Trisura Group Ltd., a specialty insurance provider, reported an operating net income of $33.3 million for the second quarter of 2025, up 6.4% from $31.3 million in the same quarter a year earlier, driven by growth in underwriting income and net investment income.
The company posted a net income of $37.1 million, up 36.8% from $27.1 million, primarily due to higher net gains on its investment portfolio.
Underwriting income for the quarter totalled $28.2 million, a 10.9% increase from $25.4 million.
Net investment income rose 11.6% to $18.9 million from $16.9 million.
Despite strong underwriting performance across the portfolio, Trisura’s combined ratio increased by 0.9 points to 85.6% in Q2’25, compared to 84.7% in Q2’24. This was driven by a rise in the expense ratio to 52.4% from 51.3%, which more than offset a slight improvement in the loss ratio to 33.2% from 33.4%.
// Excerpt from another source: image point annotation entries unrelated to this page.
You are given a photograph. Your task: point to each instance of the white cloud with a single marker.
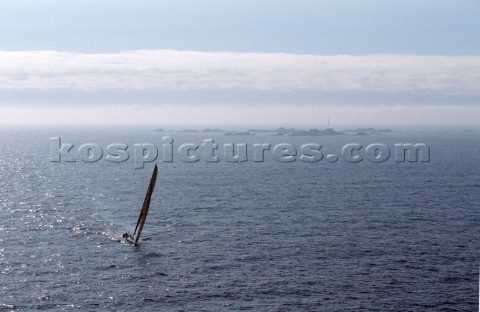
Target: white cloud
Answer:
(262, 116)
(169, 70)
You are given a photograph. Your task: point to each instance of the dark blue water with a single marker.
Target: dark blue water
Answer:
(262, 236)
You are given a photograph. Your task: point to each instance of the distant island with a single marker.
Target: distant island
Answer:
(282, 131)
(238, 133)
(212, 130)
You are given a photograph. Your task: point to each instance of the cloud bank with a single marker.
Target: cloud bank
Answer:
(181, 71)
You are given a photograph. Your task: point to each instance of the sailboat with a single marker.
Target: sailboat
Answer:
(133, 239)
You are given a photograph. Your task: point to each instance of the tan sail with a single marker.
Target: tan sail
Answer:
(146, 205)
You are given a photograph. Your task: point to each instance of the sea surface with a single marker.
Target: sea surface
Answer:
(233, 236)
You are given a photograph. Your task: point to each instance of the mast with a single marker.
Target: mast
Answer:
(146, 206)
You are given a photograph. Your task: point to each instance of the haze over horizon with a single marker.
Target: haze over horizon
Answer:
(242, 63)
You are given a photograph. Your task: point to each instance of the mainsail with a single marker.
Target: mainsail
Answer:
(146, 205)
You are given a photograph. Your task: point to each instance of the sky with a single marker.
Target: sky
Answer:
(359, 62)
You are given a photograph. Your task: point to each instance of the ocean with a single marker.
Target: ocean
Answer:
(271, 233)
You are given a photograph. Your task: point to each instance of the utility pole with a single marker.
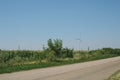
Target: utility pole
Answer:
(79, 43)
(18, 47)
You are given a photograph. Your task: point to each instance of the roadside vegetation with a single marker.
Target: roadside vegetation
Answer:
(115, 76)
(53, 55)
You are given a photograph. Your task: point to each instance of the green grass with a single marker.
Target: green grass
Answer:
(115, 76)
(14, 68)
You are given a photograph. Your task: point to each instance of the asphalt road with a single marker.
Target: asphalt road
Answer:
(93, 70)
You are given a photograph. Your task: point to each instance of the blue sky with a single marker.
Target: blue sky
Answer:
(30, 23)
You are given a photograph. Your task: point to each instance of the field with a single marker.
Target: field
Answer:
(54, 55)
(16, 60)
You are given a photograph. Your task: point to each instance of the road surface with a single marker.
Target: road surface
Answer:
(93, 70)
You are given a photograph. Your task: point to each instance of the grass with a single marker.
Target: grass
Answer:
(115, 76)
(14, 68)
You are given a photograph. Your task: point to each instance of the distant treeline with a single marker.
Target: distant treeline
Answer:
(54, 53)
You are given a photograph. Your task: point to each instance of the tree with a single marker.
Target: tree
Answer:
(55, 46)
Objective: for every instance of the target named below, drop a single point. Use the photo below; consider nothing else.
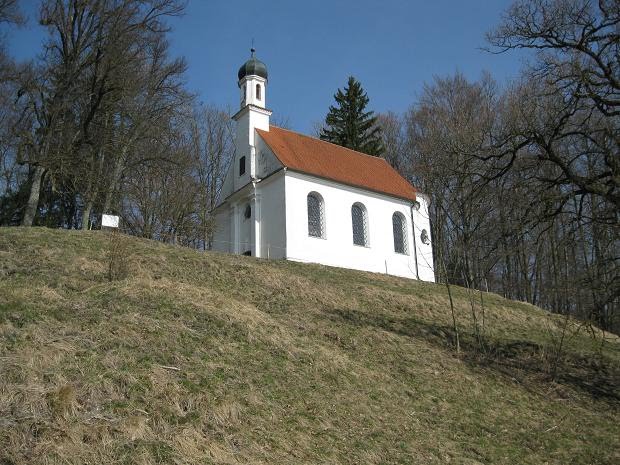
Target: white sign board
(110, 221)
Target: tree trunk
(33, 199)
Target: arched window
(316, 215)
(424, 237)
(399, 228)
(359, 221)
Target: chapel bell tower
(253, 82)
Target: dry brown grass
(209, 358)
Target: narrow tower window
(399, 228)
(359, 222)
(316, 216)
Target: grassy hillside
(208, 358)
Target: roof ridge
(330, 143)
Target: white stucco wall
(222, 235)
(337, 248)
(273, 219)
(424, 251)
(266, 162)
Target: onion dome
(252, 67)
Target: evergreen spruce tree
(347, 123)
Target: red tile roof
(323, 159)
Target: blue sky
(391, 46)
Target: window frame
(321, 206)
(403, 232)
(365, 223)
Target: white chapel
(295, 197)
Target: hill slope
(208, 358)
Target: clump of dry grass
(209, 358)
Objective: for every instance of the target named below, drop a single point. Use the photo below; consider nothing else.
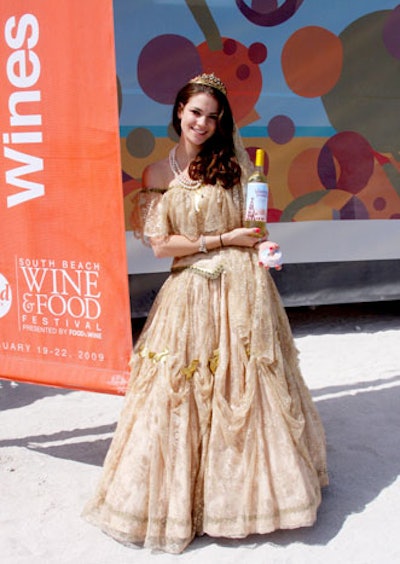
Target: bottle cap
(259, 157)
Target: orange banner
(64, 300)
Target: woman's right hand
(243, 237)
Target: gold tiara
(210, 80)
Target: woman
(218, 433)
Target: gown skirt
(218, 433)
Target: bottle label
(256, 201)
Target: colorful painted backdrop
(316, 84)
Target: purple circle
(354, 157)
(243, 72)
(354, 209)
(140, 142)
(230, 47)
(269, 15)
(391, 33)
(281, 129)
(166, 63)
(379, 203)
(257, 53)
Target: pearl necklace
(184, 179)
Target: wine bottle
(257, 196)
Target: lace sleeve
(149, 216)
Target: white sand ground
(52, 443)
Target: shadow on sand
(361, 422)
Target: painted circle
(267, 13)
(140, 142)
(379, 203)
(354, 209)
(165, 63)
(312, 61)
(346, 161)
(241, 76)
(257, 53)
(5, 296)
(281, 129)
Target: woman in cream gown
(218, 434)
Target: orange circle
(312, 61)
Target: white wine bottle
(257, 196)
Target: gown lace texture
(218, 432)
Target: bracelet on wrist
(203, 246)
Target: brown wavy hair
(216, 162)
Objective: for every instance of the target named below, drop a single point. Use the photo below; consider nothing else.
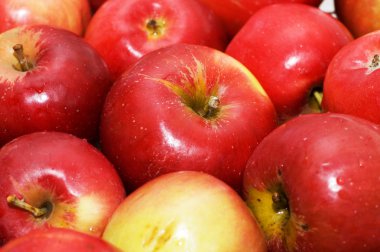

Gross premiums written amounted to $900.4 million, down 5.8% from $956.1 million.
Net insurance revenue increased by 18.1% to $195.8 million from $165.8 million.
The company posted an operating return on equity (ROE) of 17.8%, down 1.8 points from 19.6% a year earlier, as strong profitability from core operations continued but was partially offset by disproportionately higher shareholders’ equity due to unrealised gains on the investment portfolio.
David Clare, President and CEO of Trisura, said, “In Q2, we achieved a strong Operating ROE of 17.8% with Operating net income of $33.3 million or $0.69 per share. We continued to benefit from our Specialty focus, disciplined underwriting and growing investment income. Profitable underwriting resulted in a quarterly Combined ratio of 85.6%. We observed the most significant growth in Primary Lines, with a 35.1% increase across segments which carry a significantly higher underwriting margin profile and contribute most meaningfully to profitability.
“We continue to make progress in our Surety platform, with 60.7% growth in quarterly premiums as we gain momentum in the US and expanded our Canadian presence. In the quarter, we further capitalized our US Surety balance sheet, enhancing its capacity to underwrite, while maintaining a conservative 13.8% Debt-to-capital ratio, demonstrating a strong posture to continue pursuing accretive growth.
“Consistent growth in book value, reaching a new record $843 million at Q2, has been achieved through strong underwriting and investment returns.”